BgGPT-Gemma-2-27B-IT-v1.0
Property | Value |
---|---|
Parameter Count | 27.2B |
Model Type | Causal decoder-only transformer |
Languages | Bulgarian, English |
License | Gemma Terms of Use |
Developer | INSAIT Institute |
What is BgGPT-Gemma-2-27B-IT-v1.0?
BgGPT-Gemma-2-27B-IT-v1.0 is a state-of-the-art bilingual language model developed by INSAIT Institute, built upon Google's Gemma 2 27B architecture. The model was pre-trained on approximately 100 billion tokens, with 85 billion in Bulgarian, using an innovative Branch-and-Merge strategy presented at EMNLP'24.
Implementation Details
The model implements a sophisticated training approach combining continuous pre-training and instruction fine-tuning. It utilizes various data sources including Bulgarian web crawls, Wikipedia, specialized Bulgarian datasets, and machine-translated English content.

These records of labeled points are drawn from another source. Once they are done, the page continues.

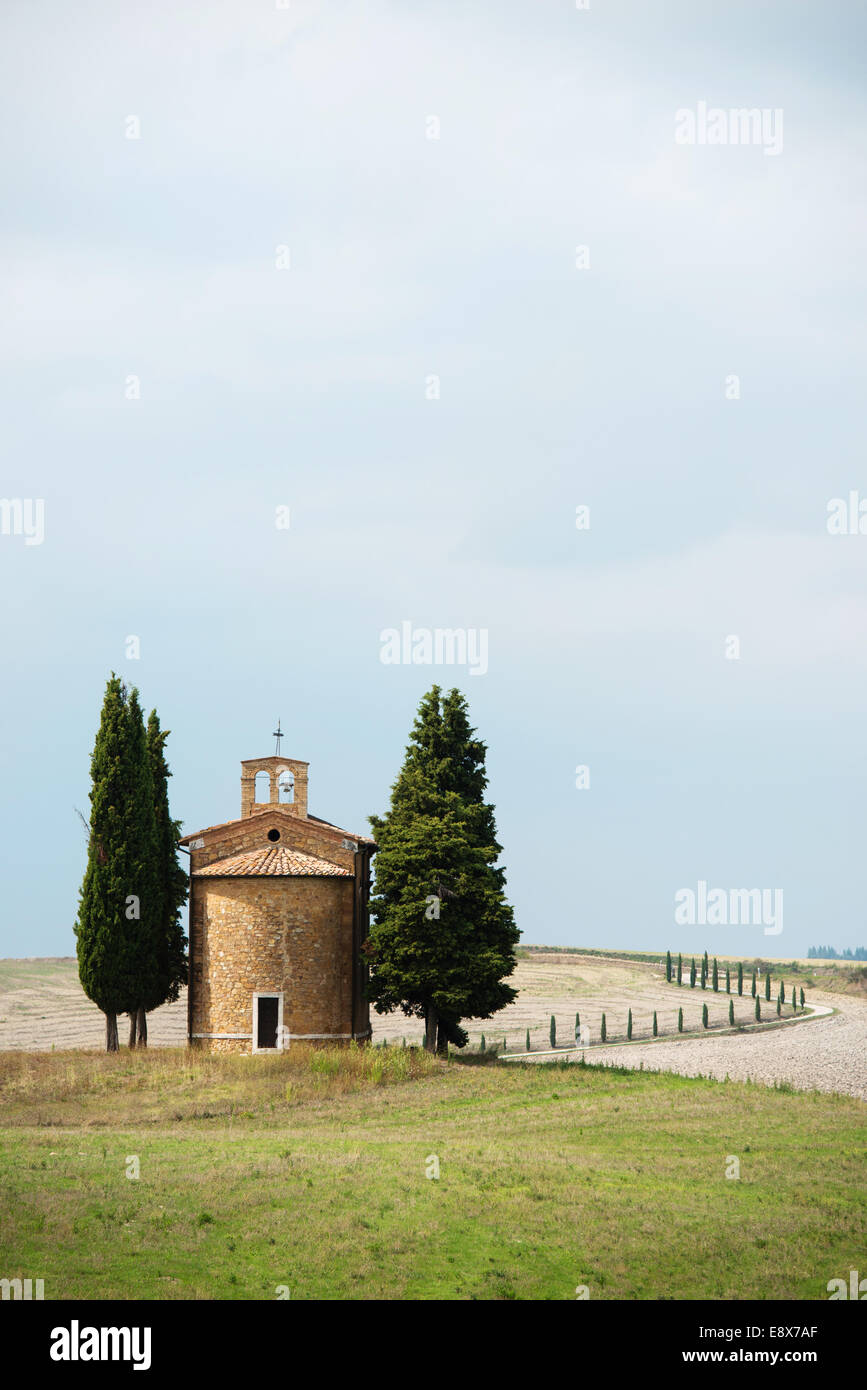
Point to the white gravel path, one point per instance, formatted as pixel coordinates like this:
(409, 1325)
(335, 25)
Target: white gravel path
(823, 1054)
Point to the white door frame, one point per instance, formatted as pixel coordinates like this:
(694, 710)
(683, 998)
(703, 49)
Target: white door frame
(268, 994)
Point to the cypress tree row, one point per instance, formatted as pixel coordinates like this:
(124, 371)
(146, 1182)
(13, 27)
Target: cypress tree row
(118, 902)
(438, 838)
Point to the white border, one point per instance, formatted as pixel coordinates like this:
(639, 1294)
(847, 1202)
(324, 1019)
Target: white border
(268, 994)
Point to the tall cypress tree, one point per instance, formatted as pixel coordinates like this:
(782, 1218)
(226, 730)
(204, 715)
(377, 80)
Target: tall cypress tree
(443, 936)
(114, 941)
(171, 886)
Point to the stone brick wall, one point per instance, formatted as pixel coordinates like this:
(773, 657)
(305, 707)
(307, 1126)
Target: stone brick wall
(252, 833)
(288, 936)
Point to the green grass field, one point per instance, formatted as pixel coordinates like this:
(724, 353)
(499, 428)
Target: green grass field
(307, 1171)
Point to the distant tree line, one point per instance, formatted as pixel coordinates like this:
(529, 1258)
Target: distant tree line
(830, 954)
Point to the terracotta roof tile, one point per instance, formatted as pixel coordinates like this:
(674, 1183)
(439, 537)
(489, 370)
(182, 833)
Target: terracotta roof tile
(267, 811)
(271, 862)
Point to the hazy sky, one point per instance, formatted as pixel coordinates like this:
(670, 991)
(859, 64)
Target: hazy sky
(329, 205)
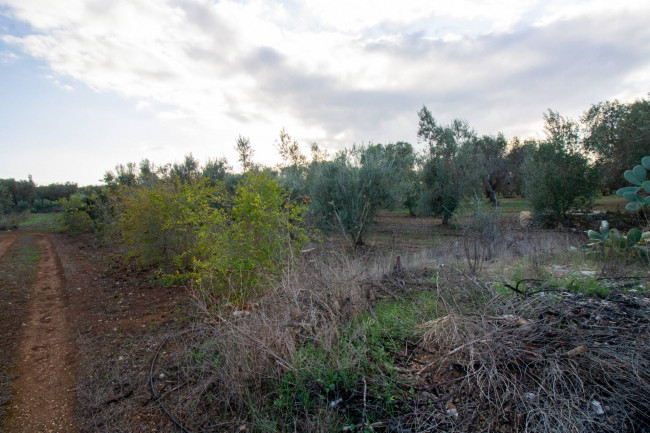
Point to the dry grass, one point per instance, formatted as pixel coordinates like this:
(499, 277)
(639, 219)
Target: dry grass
(546, 363)
(485, 360)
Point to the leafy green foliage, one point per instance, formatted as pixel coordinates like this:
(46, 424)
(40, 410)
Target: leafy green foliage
(618, 135)
(449, 171)
(160, 224)
(252, 242)
(76, 214)
(345, 193)
(558, 177)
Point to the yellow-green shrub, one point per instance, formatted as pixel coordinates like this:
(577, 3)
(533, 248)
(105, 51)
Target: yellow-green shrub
(261, 236)
(161, 224)
(228, 246)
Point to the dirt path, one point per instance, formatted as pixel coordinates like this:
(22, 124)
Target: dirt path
(6, 241)
(44, 388)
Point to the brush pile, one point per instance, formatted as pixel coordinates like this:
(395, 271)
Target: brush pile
(550, 362)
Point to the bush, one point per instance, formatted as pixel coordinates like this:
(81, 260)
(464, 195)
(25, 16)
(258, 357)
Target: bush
(237, 257)
(557, 180)
(162, 223)
(75, 214)
(345, 193)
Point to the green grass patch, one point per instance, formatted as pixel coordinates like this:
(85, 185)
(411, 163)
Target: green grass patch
(361, 361)
(42, 221)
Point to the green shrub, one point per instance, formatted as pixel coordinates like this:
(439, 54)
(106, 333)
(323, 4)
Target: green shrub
(75, 214)
(345, 193)
(162, 223)
(262, 233)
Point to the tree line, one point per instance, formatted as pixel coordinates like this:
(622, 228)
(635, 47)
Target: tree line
(22, 195)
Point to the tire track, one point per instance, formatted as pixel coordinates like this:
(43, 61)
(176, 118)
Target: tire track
(6, 243)
(44, 389)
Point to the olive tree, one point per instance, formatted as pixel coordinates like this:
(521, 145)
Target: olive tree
(346, 192)
(557, 175)
(449, 171)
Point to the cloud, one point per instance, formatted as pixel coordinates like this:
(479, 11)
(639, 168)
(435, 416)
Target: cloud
(334, 73)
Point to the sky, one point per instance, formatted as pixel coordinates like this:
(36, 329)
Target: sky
(88, 84)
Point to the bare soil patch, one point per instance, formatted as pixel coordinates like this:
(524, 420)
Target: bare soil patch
(78, 329)
(17, 272)
(43, 395)
(120, 315)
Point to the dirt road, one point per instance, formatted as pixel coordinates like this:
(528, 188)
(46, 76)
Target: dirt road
(44, 384)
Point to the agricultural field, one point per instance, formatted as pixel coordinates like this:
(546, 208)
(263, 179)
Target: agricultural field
(425, 328)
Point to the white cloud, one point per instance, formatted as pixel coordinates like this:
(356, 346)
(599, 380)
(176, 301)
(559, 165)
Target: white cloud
(336, 71)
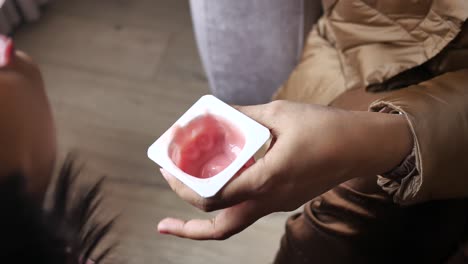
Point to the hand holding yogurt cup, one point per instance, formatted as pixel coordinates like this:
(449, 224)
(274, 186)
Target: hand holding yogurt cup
(313, 149)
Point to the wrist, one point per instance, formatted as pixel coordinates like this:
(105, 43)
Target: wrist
(380, 142)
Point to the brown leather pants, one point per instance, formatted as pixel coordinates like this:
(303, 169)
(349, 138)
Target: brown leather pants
(357, 222)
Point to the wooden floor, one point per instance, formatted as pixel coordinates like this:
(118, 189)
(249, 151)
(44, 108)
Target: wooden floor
(118, 73)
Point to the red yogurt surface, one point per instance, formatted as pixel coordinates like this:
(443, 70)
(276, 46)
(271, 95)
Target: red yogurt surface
(206, 146)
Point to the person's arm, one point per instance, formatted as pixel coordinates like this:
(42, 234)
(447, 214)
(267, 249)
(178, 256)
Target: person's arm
(437, 111)
(315, 148)
(27, 133)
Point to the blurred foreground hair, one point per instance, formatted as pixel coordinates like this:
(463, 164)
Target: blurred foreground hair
(64, 234)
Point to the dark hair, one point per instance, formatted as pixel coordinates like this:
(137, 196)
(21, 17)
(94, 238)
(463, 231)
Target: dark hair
(63, 234)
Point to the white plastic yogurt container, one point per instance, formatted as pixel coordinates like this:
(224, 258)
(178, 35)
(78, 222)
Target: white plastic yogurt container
(168, 151)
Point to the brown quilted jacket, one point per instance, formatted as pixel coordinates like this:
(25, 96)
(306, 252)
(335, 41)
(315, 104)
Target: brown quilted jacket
(419, 50)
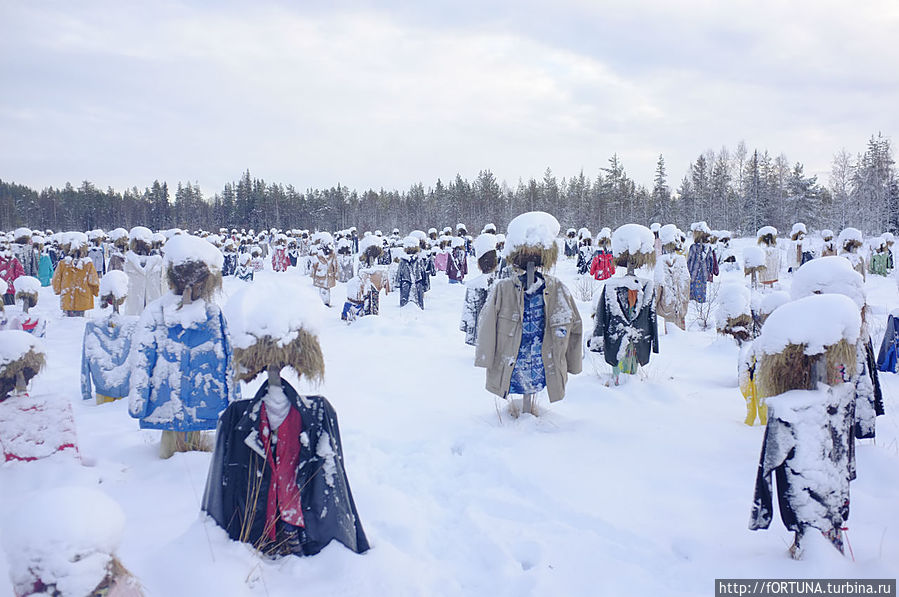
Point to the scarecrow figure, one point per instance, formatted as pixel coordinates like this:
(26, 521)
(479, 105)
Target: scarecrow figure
(277, 479)
(625, 329)
(529, 330)
(181, 378)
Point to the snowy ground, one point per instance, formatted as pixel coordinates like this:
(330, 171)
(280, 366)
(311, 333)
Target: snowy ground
(644, 489)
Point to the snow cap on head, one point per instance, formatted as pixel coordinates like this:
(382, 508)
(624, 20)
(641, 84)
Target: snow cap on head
(634, 241)
(484, 243)
(850, 237)
(701, 226)
(792, 336)
(532, 236)
(27, 285)
(815, 322)
(75, 240)
(324, 238)
(766, 231)
(117, 234)
(72, 546)
(798, 228)
(276, 334)
(142, 234)
(668, 234)
(185, 247)
(828, 275)
(115, 284)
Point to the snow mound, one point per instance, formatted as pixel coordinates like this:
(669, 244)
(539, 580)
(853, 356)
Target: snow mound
(850, 234)
(668, 234)
(817, 321)
(829, 275)
(184, 248)
(733, 301)
(484, 243)
(532, 229)
(14, 344)
(252, 313)
(64, 537)
(765, 230)
(141, 233)
(27, 285)
(753, 256)
(633, 239)
(115, 282)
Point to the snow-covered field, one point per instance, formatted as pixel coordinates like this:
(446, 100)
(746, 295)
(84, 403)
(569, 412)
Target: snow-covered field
(642, 489)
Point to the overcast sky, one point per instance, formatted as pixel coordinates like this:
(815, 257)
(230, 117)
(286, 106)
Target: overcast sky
(385, 94)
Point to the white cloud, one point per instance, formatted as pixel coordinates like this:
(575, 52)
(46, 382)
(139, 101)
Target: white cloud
(123, 96)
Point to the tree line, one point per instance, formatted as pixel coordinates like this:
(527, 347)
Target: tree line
(737, 189)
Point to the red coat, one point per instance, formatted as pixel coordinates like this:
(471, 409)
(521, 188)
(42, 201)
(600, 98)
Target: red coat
(10, 269)
(603, 266)
(280, 260)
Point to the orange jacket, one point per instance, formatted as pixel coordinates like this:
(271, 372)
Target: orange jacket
(77, 283)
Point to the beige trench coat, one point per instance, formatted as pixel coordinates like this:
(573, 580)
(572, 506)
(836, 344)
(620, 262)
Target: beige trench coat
(499, 336)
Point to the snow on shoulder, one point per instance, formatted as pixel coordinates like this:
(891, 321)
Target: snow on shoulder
(816, 322)
(534, 228)
(257, 311)
(27, 285)
(733, 301)
(483, 243)
(668, 234)
(15, 344)
(753, 256)
(633, 239)
(63, 537)
(184, 248)
(115, 282)
(829, 275)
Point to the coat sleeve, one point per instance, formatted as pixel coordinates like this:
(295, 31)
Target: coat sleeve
(599, 323)
(143, 361)
(777, 444)
(485, 350)
(86, 388)
(56, 282)
(654, 325)
(575, 354)
(231, 384)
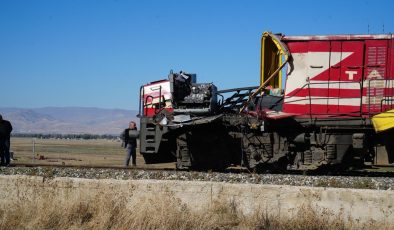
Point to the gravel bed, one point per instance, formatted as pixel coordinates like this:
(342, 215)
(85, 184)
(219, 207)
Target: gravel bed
(379, 183)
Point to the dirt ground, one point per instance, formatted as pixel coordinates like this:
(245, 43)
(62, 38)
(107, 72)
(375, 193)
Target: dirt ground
(106, 153)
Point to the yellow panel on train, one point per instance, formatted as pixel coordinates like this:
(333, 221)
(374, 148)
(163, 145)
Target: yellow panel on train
(383, 121)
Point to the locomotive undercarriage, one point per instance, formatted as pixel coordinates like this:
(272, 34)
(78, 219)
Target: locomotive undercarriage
(235, 139)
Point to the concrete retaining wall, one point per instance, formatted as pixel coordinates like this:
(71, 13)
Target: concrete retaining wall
(356, 204)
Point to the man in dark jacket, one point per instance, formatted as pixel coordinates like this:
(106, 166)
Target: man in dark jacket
(5, 134)
(129, 137)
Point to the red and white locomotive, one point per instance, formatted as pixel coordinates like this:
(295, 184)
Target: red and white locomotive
(323, 101)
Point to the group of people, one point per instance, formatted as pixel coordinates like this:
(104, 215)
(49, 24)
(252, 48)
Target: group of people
(5, 134)
(129, 137)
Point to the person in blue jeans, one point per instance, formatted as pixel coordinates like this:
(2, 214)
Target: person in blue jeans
(129, 137)
(5, 135)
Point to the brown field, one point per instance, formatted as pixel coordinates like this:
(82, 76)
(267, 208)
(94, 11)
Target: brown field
(106, 211)
(106, 153)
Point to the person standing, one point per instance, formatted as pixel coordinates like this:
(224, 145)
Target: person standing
(129, 137)
(5, 141)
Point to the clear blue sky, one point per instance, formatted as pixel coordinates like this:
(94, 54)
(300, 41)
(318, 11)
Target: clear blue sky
(98, 53)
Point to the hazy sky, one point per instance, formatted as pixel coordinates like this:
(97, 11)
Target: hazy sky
(98, 53)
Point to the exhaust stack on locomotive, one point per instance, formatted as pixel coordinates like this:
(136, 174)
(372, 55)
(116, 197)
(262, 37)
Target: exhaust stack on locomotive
(323, 101)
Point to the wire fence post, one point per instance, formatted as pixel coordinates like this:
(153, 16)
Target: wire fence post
(34, 149)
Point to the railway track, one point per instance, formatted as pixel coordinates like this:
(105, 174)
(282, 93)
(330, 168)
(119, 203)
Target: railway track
(370, 171)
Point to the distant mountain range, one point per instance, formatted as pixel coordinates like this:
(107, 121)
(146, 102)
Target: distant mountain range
(69, 120)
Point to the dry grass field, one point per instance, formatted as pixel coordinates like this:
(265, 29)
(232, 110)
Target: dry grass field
(106, 153)
(107, 211)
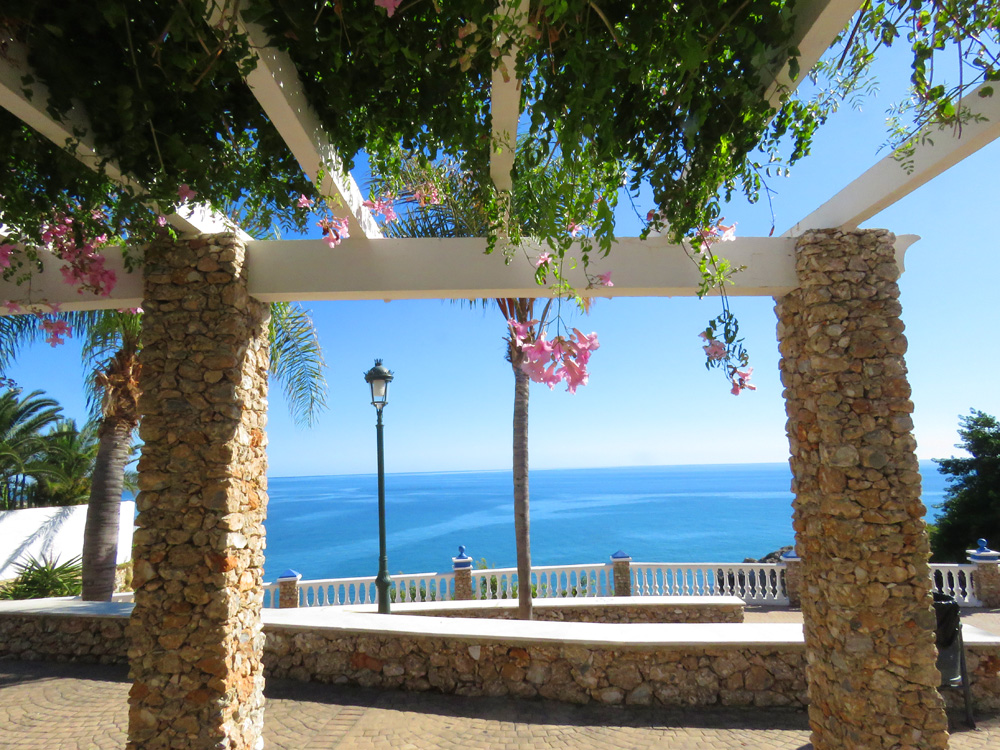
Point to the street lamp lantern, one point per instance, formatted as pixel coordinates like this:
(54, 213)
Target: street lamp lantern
(379, 378)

- Built on Google's Gemma 2 27B architecture
- Uses BF16 tensor type for optimal performance
- Implements Gemma 2 chat template for interactions
- Supports both eager attention implementation
Core Capabilities
- Exceptional performance in Bulgarian language tasks, outperforming larger models like Qwen 2.5 72B and Llama3.1 70B
- Maintains strong English language capabilities inherited from Gemma 2
- Excels in various benchmarks including Winogrande, Hellaswag, TriviaQA, and GSM-8k
- Demonstrates competitive chat performance against commercial models like Claude Sonnet and GPT-4
Frequently Asked Questions
Q: What makes this model unique?
The model's distinctive feature is its advanced bilingual capabilities, achieved through the Branch-and-Merge training strategy and extensive pre-training on Bulgarian content while maintaining English proficiency.
Q: What are the recommended use cases?
The model is particularly well-suited for Bulgarian language tasks, bilingual applications, and general text generation in both Bulgarian and English. It performs exceptionally well in educational contexts, knowledge-based tasks, and conversational applications.